Konferensi ini berangkat dari keprihatinan para aktivis lingkungan dan wartawan terhadap nasib macan tutul yang terus menjadi korban dalam konflik dengan manusia. Sebagai hewan endemik yang hanya ada di Pulau Jawa, macan tutul kini menjadi pemangsa teratas (top predator) setelah harimau Jawa dinyatakan punah. Keberadaan macan tutul Jawa (Panthera pardus melas) menjadi indikator kelestarian alam.
Peneliti khusus macan tutul Jawa, Hendra Gunawan, mengatakan konflik macan dengan manusia cenderung meningkat sepanjang 2001-2012. Dari hasil risetnya, macan tutul di Jawa Tengah lebih terancam dibanding yang ada di Jawa Barat. "Jawa Tengah lebih rawan, sekitar 44 persen, karena 80 persen hutan produksi," katanya.

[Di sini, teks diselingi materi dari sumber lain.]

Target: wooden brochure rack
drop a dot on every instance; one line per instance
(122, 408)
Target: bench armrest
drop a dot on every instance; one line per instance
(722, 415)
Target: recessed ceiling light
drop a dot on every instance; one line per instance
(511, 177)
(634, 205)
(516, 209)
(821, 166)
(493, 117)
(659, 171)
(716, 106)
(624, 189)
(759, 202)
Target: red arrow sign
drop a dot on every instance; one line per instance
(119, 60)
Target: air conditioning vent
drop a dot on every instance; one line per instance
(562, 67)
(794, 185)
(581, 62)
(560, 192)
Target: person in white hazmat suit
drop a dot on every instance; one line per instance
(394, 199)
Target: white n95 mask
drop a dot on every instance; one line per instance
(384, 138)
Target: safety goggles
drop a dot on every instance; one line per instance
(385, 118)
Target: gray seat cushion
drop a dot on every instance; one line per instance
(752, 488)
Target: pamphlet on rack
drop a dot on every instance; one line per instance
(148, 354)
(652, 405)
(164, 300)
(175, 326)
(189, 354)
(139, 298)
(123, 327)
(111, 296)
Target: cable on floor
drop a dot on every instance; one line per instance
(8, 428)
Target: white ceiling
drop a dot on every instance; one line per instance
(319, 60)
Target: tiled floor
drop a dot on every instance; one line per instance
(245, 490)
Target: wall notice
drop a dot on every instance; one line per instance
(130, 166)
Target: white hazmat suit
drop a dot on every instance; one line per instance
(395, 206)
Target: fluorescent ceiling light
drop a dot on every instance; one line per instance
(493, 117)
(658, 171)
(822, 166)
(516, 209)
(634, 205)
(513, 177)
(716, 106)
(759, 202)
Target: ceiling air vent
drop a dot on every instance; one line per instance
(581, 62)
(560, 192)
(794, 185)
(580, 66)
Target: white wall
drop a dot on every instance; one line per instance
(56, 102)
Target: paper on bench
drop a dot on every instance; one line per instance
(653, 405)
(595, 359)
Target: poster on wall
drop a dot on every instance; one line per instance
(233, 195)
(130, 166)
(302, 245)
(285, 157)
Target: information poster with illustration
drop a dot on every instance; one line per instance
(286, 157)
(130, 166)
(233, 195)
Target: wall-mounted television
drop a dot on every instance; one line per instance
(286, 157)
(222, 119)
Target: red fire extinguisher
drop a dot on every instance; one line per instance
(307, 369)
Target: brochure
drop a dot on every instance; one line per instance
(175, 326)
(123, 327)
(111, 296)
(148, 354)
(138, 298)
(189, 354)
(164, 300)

Rancangan strategi dan rencana aksi Kementerian Kehutanan untuk konservasi macan tutul Jawa terdiri dari enam bagian. Di antaranya mempertahankan keberadaan macan tutul di alam, pemantauan di lapangan, konservasi di ex-situ seperti kebun binatang, dan pendanaan konservasinya.
Menteri Kehutanan Zulkifli Hasan mengatakan konservasi macan tutul Jawa harus melibatkan semua pihak, seperti pemerintah hingga masyarakat. "Jawa tanpa macan tutul dan badak, kerugiannya tidak terkira," ujarnya.
Konferensi tersebut melibatkan Forum Konservasi Satwaliar Indonesia (FOKSI), Kementerian Kehutanan RI, dan Taman Safari Indonesia (TSI), bekerja sama dengan Conservation Breeding Specialists Group (CBSG)-Indonesia Program, Perkumpulan Kebun Binatang Se-Indonesia (PKBSI), dan Forum Harimau Kita.